49 views (last 30 days) | 0 Likes | 7 comments

Today's guest blogger is Josh Meyer, a Technical Writer for the MATLAB Math and Big Data teams. He is going to discuss a common issue encountered in scattered data interpolation, and how to fix it!

The Problem
Background on Scattered Interpolation
Back to the Problem
Cause of the Problem
Normalization to the Rescue
Data Scaling
Now let's extrapolate!
Acknowledgements
Further Reading

The Problem

A common issue that can arise while performing interpolation on scattered data is that the resulting functional surface seems to be of lower quality than you would expect. For example, when the surface does not seem to pass through all of the sample data points. This post explores how and why the scaling of scattered data can affect the interpolation results.

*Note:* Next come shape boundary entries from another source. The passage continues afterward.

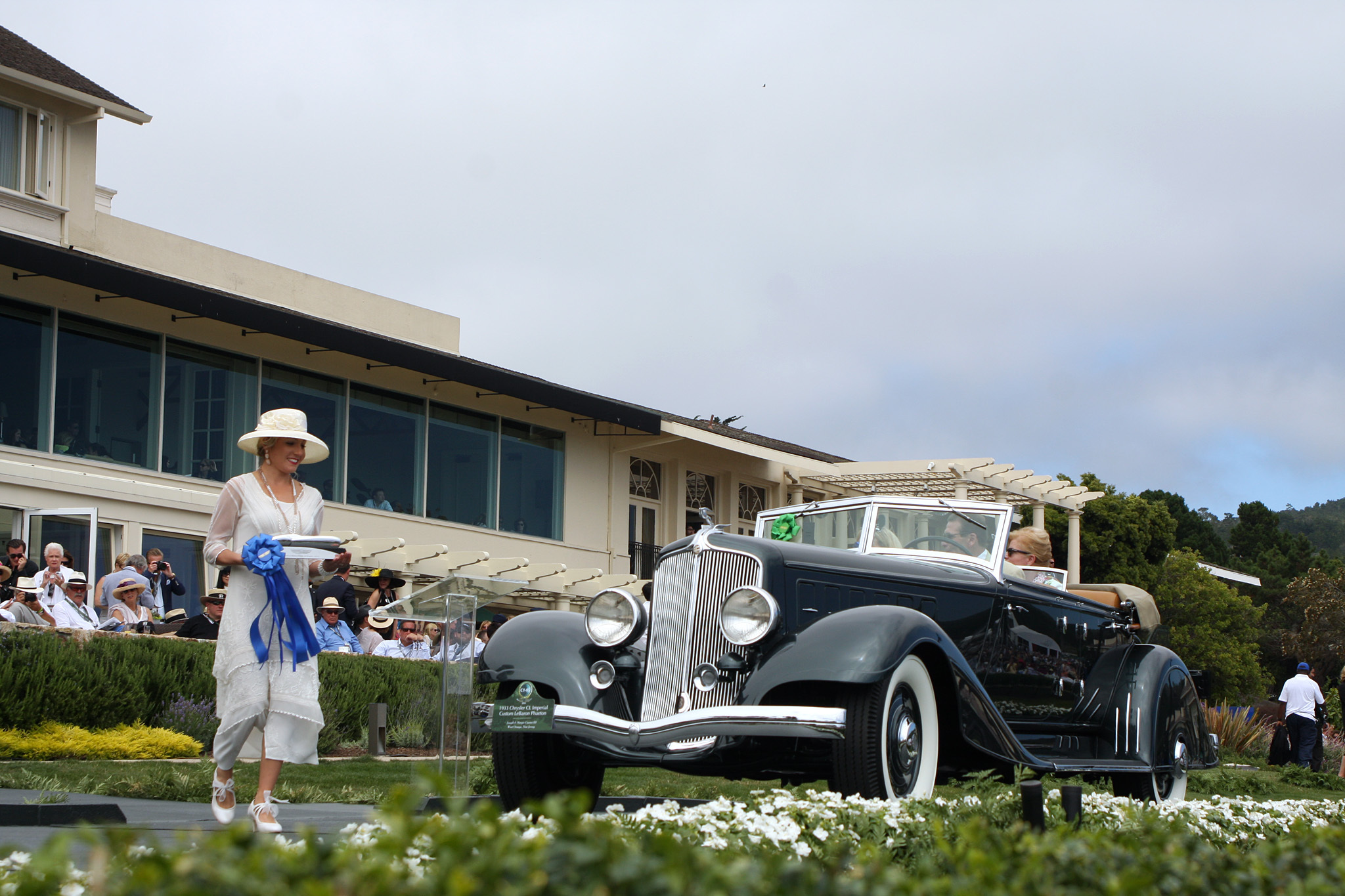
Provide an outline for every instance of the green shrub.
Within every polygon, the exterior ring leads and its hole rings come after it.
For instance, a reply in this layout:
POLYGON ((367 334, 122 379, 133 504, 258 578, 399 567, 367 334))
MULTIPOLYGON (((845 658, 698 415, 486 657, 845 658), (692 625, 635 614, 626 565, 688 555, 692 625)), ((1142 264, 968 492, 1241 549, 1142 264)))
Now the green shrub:
MULTIPOLYGON (((83 728, 159 723, 174 716, 175 707, 214 701, 214 661, 215 645, 207 641, 71 637, 31 629, 0 633, 0 681, 5 684, 0 728, 28 729, 44 721, 83 728)), ((471 666, 451 665, 451 674, 460 676, 451 681, 452 689, 472 689, 471 666)), ((327 725, 317 739, 319 751, 331 752, 343 742, 366 743, 360 729, 369 724, 371 703, 387 704, 390 723, 418 720, 421 746, 437 744, 438 676, 436 662, 320 654, 317 700, 327 725)), ((475 699, 492 699, 494 690, 495 685, 475 688, 475 699)), ((469 700, 449 695, 449 715, 464 731, 469 700)), ((486 743, 473 739, 476 750, 486 743)))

Let's jump right into an example so you can see what I'm talking about. Imagine you just collected data from sensors to sample some values at several points. Ultimately you want to fit a surface to the data so that you can approximate the value of the underlying function at points where you don't have data. So, you start by plotting.

rng default
x = rand(500,1)/100;
y = 2.*(rand(500,1)-0.5).*90;
vals = (x.*100).^2;

ptColor = [.6 .07 .07];
plot3(x,y,vals,'.','Color',ptColor)
grid
xlabel('x')
ylabel('y')
zlabel('v(x,y)')
title('Scattered Data Points')

Next, you use scatteredInterpolant to create an interpolant for the data. This computes an interpolating function for the observed points, allowing you to query the function anywhere within its convex hull. You create a grid of query points, evaluate the interpolant at those points, and plot the functional surface. All done!

F = scatteredInterpolant(x,y,vals);
X = linspace(min(x),max(x),25);
Y = linspace(min(y),max(y),25);
[xq, yq] = meshgrid(X,Y);
zq = F(xq,yq);
hold on
triColor = [0.68 0.88 0.95];
surf(xq,yq,zq,'FaceColor',triColor)
hold off
xlabel('x')
ylabel('y')
zlabel('v(x,y)')
title('Scattered Data with Interpolated Surface')

... but wait, the result is definitely not what you expected! What are all of those "folds" in the surface? And why does it look like the surface doesn't pass through all the points? Interpolated surfaces should pass through all of the data points!

Let's take a quick detour to talk about scattered data interpolation before coming back to this problematic data.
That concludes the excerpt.